All-solid-state lithium batteries (ASSLBs) with sulfide electrolytes and high-capacity alloy anodes are among the most promising technologies for achieving high safety and energy density. Herein, we demonstrate a slurry-coated sheet-type electrode consisting of a 99.8 wt % Si–Sn hybrid active material and a 0.2 wt % single-walled carbon nanotube (SWCNT) binder, which could be used as a superior anode in ASSLBs. Compared to the typical composite powder electrode, the sheet-type Si–Sn electrode is free of electrolytes and extra carbon additives, enabling higher energy density at the electrode level but dominantly depending on Li+ diffusion and electron transport within the Si–Sn active material. It is identified that the lithiated Si–Sn hybrid is an excellent mixed ion-electron conductor that overcomes insufficient electronic or ionic conductivities of lithiated Si and Sn individuals. In addition, using SWCNT instead of ordinary polymer binders can improve electrode integrity and preserve electrical connections during cycling.
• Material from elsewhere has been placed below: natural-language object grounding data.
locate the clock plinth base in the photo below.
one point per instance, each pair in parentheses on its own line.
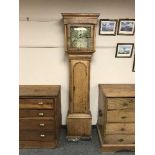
(79,126)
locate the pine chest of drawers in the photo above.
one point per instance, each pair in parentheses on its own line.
(116,117)
(39,116)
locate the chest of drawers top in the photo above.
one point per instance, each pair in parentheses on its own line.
(118,90)
(26,91)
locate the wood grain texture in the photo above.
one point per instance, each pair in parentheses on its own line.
(118,90)
(79,125)
(38,90)
(120,103)
(80,88)
(116,117)
(120,116)
(36,103)
(79,80)
(37,124)
(36,113)
(40,116)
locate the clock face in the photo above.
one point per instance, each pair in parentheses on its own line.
(80,37)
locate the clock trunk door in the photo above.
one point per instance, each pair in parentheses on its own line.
(80,86)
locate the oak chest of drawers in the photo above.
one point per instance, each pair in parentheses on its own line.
(116,117)
(39,116)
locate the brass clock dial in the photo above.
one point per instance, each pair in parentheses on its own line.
(80,37)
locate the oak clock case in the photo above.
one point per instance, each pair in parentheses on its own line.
(80,33)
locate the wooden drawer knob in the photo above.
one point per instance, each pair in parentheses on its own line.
(122,129)
(40,103)
(42,124)
(123,117)
(121,140)
(42,135)
(41,114)
(125,104)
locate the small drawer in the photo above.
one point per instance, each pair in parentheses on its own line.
(36,113)
(120,116)
(120,103)
(26,135)
(119,139)
(36,104)
(120,128)
(37,124)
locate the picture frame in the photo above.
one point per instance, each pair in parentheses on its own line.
(133,67)
(124,50)
(126,27)
(107,27)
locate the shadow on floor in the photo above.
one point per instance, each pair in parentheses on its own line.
(66,147)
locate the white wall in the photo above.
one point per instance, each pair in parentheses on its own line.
(50,65)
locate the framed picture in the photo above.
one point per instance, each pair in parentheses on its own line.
(107,27)
(126,27)
(133,68)
(124,50)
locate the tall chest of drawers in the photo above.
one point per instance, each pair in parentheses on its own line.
(39,116)
(116,117)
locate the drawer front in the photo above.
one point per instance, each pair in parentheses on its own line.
(26,135)
(36,103)
(120,116)
(119,139)
(36,113)
(120,103)
(120,128)
(37,124)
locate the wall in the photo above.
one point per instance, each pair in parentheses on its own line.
(44,65)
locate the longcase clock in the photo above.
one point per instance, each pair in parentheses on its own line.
(80,34)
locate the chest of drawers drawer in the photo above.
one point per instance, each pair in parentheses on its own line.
(116,117)
(39,116)
(120,116)
(120,128)
(36,103)
(120,103)
(37,124)
(36,113)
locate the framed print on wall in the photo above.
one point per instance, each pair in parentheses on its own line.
(126,27)
(124,50)
(107,27)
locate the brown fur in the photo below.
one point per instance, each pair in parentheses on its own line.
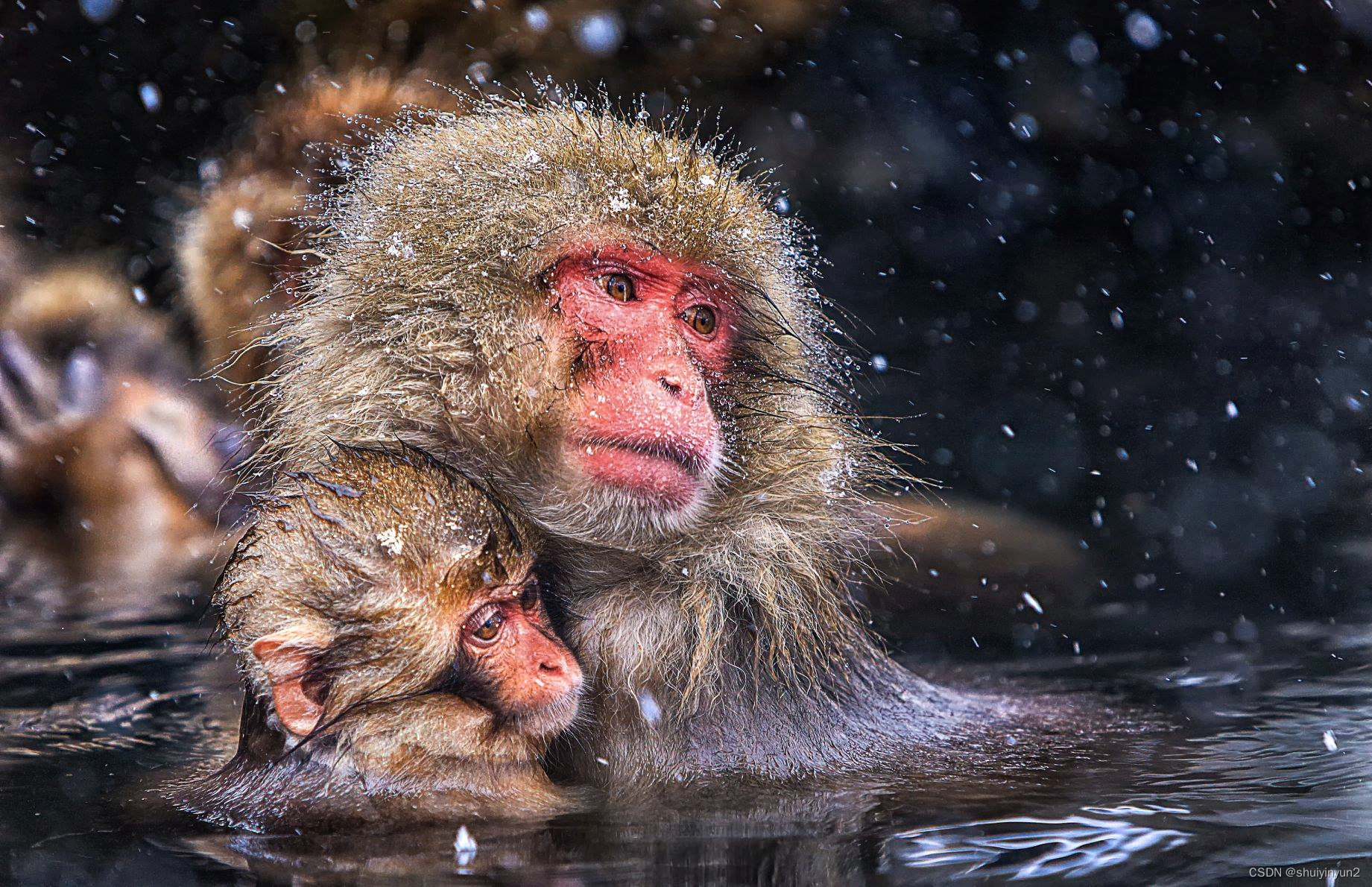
(663,44)
(124,487)
(246,244)
(378,559)
(721,644)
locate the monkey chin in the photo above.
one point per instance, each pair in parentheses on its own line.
(659,479)
(543,722)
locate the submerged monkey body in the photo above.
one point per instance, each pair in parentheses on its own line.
(715,628)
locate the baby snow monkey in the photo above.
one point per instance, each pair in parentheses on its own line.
(398,660)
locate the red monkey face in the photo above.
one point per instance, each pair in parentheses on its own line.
(517,665)
(654,335)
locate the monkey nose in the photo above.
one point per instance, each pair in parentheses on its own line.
(673,385)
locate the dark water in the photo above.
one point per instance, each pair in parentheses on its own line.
(1265,764)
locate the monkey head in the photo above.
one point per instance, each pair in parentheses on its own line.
(604,321)
(388,600)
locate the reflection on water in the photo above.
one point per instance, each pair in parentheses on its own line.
(1269,766)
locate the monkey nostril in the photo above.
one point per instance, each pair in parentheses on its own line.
(671,383)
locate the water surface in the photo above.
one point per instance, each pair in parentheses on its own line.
(1259,757)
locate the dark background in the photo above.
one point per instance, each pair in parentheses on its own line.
(1104,260)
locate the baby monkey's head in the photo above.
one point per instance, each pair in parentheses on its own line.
(390,603)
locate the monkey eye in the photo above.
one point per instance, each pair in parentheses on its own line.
(619,287)
(701,319)
(489,628)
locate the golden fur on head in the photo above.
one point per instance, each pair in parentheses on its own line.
(427,324)
(375,561)
(358,580)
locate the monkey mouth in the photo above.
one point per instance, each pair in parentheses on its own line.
(667,473)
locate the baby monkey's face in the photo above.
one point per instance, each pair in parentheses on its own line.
(509,660)
(414,616)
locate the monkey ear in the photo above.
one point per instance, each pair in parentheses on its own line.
(288,657)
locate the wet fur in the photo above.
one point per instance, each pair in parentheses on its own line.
(426,324)
(378,552)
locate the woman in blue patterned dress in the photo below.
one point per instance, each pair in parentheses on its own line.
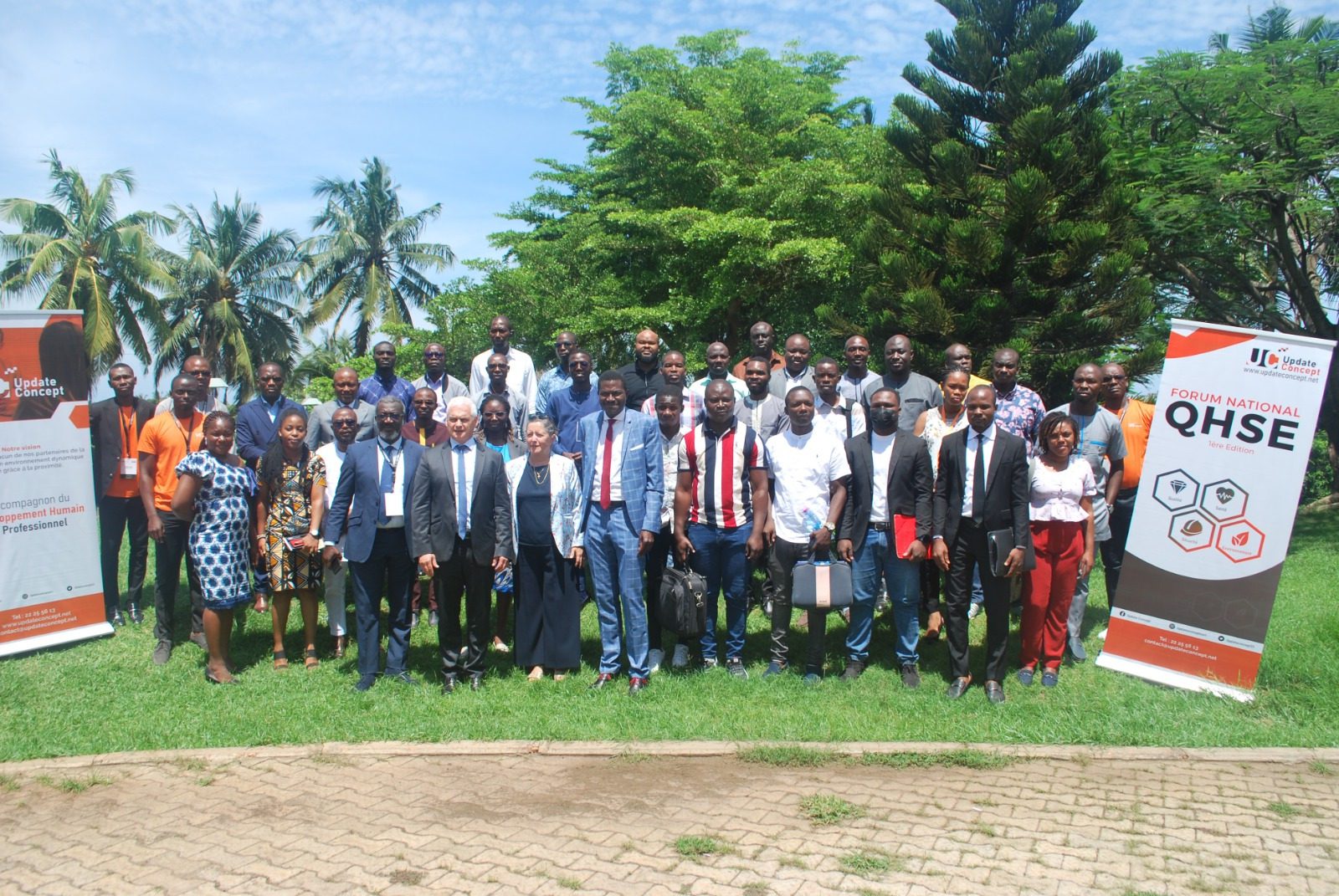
(216,492)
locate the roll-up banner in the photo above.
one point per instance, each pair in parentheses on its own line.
(50,572)
(1227,454)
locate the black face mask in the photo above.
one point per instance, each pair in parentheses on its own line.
(884,417)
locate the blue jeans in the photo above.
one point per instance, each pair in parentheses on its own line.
(875,560)
(611,545)
(720,557)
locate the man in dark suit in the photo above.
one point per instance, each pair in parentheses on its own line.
(258,419)
(461,536)
(623,477)
(890,494)
(966,509)
(115,425)
(377,539)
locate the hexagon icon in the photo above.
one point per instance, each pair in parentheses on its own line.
(1240,541)
(1176,490)
(1192,530)
(1224,499)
When paired with a LiNi0.8Co0.1Mn0.1O2 (NCM811) cathode (a mass loading of 11.3 mg cm–2), the Si–Sn–SWCNT||NCM811 full cell shows stable cycling for more than 200 cycles at 0.5C with a capacity retention of 85.9%. Even at a high NCM811 loading of 36.4 mg cm–2, the full cell exhibits a considerable capacity retention of 85.0% (50 cycles, 0.1C) and a maximum areal capacity of 5.8 mAh cm–2. This work provides an industry-compatible method to produce high-performance alloy anodes for ASSLBs.